March 30, 2014


insurance loss
Insurance companies make mistakes which cut into their profits. This is called underpricing and happens more often than you might expect. Sometimes assumptions prove wrong and other times matching the competition causes the trouble.

Can the insurer charge you more for the insurance you already bought?

When Prices Can Increase

Some products have premiums which adjust annually (usually upward). You’ve probably noticed that with your car insurance and home insurance. The premiums for employee benefits (e.g., hospitalization, prescriptions, dental care, disability) also change but you may not know. Since that’s one of the two types of insurance you can’t own, your employer can cut back on benefits to save money.

If you’re not happy with your insurer, you’re free to switch companies with no penalties and little effort. When prices go up, you can also reduce or cancel your coverage, which exposes you to more risk. 

Where You Have More Protection

You face problems when you buy insurance with premiums based on your health. If your health deteriorates, switching to a new company will cost more — if you can even get coverage. Put differently, you’re stuck with your insurer. You have no recourse against their premium increases.

Guarantees reduce the insurer’s flexibility to make changes. Since you’re protected from surprises, you pay more. You also get much more. The level of guarantees depends on competition and regulation.

Example: Long-Term Care Insurance

Imagine buying a Lexus for $5,000 down plus $500 a month under a contract that allows the dealer to raise the monthly payment if he wants to. Six months in, it goes to $800, and you have a free choice between paying up or handing in the car and losing your down payment. That would be a ridiculous contract to sign. LTC [Long-Term Care insurance] buyers sign contracts like that.
Forbes (Aug 2013)
Here’s a sad example from the world of Long-Term Care Insurance in the United States. By 2012, half the top 20 insurers stopped selling new policies (though you can likely keep coverage you already have). Premiums keep going up.

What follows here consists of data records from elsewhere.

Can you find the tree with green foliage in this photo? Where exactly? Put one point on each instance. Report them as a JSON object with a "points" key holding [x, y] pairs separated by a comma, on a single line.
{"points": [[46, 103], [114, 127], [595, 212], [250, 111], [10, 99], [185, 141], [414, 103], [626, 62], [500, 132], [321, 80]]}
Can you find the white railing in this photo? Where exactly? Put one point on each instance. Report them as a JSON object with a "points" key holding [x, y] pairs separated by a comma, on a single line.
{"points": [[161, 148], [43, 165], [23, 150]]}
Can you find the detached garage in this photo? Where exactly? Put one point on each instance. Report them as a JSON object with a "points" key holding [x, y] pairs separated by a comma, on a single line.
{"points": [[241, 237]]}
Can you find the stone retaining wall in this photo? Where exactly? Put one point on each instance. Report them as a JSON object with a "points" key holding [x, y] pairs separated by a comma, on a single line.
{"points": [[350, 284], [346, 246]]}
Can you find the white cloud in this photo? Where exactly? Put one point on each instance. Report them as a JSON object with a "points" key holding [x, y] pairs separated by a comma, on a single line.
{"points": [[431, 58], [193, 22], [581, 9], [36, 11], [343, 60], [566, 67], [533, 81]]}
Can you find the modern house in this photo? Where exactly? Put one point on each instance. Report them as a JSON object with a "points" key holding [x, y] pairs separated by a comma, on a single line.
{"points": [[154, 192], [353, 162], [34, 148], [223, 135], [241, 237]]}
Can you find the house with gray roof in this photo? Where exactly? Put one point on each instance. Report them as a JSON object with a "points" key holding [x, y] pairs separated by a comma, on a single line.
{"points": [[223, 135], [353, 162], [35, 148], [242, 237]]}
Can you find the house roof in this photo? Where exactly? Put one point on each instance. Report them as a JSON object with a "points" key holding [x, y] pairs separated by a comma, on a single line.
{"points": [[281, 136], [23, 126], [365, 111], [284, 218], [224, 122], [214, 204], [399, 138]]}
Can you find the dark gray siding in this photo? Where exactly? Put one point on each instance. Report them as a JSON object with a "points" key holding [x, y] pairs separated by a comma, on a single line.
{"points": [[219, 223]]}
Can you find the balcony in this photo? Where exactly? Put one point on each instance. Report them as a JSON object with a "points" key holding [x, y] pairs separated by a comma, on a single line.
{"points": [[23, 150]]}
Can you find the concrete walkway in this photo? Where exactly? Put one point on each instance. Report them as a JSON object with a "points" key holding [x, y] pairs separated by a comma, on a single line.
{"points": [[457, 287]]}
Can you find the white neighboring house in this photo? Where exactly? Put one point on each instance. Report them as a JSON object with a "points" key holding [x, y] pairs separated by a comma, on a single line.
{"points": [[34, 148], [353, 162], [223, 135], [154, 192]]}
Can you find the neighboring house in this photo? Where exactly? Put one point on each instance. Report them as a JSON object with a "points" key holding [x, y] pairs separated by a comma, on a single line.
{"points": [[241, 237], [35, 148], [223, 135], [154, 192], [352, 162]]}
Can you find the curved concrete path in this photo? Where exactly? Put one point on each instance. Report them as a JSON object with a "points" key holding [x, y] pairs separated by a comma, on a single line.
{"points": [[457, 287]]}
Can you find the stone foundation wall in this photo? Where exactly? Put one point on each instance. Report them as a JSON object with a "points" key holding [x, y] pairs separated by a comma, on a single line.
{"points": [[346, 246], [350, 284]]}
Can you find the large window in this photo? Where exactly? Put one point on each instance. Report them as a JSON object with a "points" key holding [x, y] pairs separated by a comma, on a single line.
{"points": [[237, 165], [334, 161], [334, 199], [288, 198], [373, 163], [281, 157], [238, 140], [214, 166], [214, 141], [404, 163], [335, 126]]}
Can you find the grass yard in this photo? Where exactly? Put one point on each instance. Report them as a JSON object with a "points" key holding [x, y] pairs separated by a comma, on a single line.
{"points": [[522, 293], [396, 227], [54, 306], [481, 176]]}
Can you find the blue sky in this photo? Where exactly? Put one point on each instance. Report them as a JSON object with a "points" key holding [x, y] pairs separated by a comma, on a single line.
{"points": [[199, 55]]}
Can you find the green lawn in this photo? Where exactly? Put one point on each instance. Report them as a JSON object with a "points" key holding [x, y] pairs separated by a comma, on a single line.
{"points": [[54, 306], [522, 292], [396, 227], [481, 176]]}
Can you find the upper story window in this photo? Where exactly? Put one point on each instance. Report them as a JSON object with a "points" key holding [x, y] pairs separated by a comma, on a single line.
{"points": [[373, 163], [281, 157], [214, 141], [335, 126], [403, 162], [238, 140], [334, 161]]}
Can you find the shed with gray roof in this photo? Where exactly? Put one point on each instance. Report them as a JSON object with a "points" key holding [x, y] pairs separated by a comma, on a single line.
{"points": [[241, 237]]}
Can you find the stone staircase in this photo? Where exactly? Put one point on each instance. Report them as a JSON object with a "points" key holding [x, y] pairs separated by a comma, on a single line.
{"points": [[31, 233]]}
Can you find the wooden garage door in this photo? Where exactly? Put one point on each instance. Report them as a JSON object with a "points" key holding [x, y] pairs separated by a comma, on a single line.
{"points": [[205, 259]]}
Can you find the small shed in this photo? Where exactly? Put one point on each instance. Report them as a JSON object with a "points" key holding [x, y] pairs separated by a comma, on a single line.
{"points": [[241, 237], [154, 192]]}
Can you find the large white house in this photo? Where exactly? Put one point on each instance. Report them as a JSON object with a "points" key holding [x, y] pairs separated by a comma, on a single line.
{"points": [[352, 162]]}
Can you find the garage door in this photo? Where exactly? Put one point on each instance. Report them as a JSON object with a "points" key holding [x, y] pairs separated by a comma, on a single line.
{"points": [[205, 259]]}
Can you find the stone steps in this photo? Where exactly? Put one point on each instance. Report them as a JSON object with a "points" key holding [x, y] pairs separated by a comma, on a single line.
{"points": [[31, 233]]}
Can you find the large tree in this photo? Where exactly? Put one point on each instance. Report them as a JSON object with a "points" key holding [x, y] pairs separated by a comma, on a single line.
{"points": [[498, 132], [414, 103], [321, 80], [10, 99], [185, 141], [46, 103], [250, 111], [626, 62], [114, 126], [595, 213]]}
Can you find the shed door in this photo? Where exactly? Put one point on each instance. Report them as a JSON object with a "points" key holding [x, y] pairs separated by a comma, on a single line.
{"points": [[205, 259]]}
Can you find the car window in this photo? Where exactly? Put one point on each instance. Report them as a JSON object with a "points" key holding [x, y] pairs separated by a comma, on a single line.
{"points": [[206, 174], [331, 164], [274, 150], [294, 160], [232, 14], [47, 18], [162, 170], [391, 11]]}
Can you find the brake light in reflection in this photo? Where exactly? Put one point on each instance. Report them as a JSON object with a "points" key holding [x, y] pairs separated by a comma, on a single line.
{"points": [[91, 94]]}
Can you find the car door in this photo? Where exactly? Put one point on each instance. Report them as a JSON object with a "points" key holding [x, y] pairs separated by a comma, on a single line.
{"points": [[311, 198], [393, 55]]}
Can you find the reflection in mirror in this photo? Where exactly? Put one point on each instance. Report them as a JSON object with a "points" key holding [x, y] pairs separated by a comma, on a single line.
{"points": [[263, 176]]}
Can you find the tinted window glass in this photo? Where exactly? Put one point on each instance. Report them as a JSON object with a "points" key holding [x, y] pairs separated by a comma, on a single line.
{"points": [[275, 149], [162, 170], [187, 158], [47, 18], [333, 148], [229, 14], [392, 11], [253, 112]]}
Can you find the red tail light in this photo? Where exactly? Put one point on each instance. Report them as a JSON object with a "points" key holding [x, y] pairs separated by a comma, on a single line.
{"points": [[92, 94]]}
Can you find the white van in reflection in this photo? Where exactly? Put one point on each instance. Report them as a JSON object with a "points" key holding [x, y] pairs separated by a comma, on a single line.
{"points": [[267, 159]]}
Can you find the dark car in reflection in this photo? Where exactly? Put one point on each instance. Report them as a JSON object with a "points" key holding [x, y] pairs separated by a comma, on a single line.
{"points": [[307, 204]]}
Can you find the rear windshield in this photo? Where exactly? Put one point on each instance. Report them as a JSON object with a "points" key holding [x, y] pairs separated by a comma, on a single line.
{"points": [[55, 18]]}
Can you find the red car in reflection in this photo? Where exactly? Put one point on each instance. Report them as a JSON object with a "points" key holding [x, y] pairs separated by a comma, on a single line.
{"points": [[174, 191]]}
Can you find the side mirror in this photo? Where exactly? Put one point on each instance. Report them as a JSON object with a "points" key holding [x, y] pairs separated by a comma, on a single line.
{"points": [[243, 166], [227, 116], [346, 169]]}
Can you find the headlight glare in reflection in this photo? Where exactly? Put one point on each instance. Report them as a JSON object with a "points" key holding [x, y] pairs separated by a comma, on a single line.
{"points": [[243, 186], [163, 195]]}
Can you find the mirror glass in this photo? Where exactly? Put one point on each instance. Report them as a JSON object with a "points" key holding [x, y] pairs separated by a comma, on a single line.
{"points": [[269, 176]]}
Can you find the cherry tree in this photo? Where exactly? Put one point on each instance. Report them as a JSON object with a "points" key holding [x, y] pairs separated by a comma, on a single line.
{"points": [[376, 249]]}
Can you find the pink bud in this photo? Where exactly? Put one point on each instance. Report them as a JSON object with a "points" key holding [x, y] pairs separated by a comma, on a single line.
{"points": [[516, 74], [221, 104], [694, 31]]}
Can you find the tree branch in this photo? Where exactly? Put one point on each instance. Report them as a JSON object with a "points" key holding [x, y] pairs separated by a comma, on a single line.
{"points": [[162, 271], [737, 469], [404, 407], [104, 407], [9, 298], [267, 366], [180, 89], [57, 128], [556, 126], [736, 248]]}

Premium hikes for Mike and JudyJohn Hancock is boosting premiums by an average of 40%. Some clients are paying much, much more. Would you believe 90%? That’s what a couple in their 60s faces as their annual premiums jump by $3,958.74 from $4,398.61 to $8,357.35.
"We bought these policies because this [long-term care] is the only insurance you really need. Long-term care will eat up all your assets. We were told when we first bought the policies that the rates could go up, but 90% seems outrageous." — John Holtzman, age 67
To offset the increases, this couple is planning to reduce their protection. That puts them at greater financial risk. Cancelling coverage would be worse.

What Went Wrong?

“… the industry over all made incorrect assumptions when it set premiums for older policies — particularly, those issued before 2002 — and didn’t set rates high enough. For instance, far fewer people than anticipated let their policies lapse. And interest rates in recent years have been much lower than expected, making it difficult for companies to earn adequate returns on invested premiums.” — Thomas J McIrney, Genworth CEO
Long-Term Care insurance usually pays a daily benefit if you’re unable to perform two or more activities of daily living such as bathing or eating. The money can go towards help at home or a nursing facility.

The Problems

Problems arises when
  • you think you have guarantees but don’t
  • you don’t explore the guarantees you have
  • you know premiums can increase but don’t examine the “worst case scenarios”
The best time to find out is when you have the most options: before you buy.


PS You’ll get the best answers by taking the time to find the right advisor.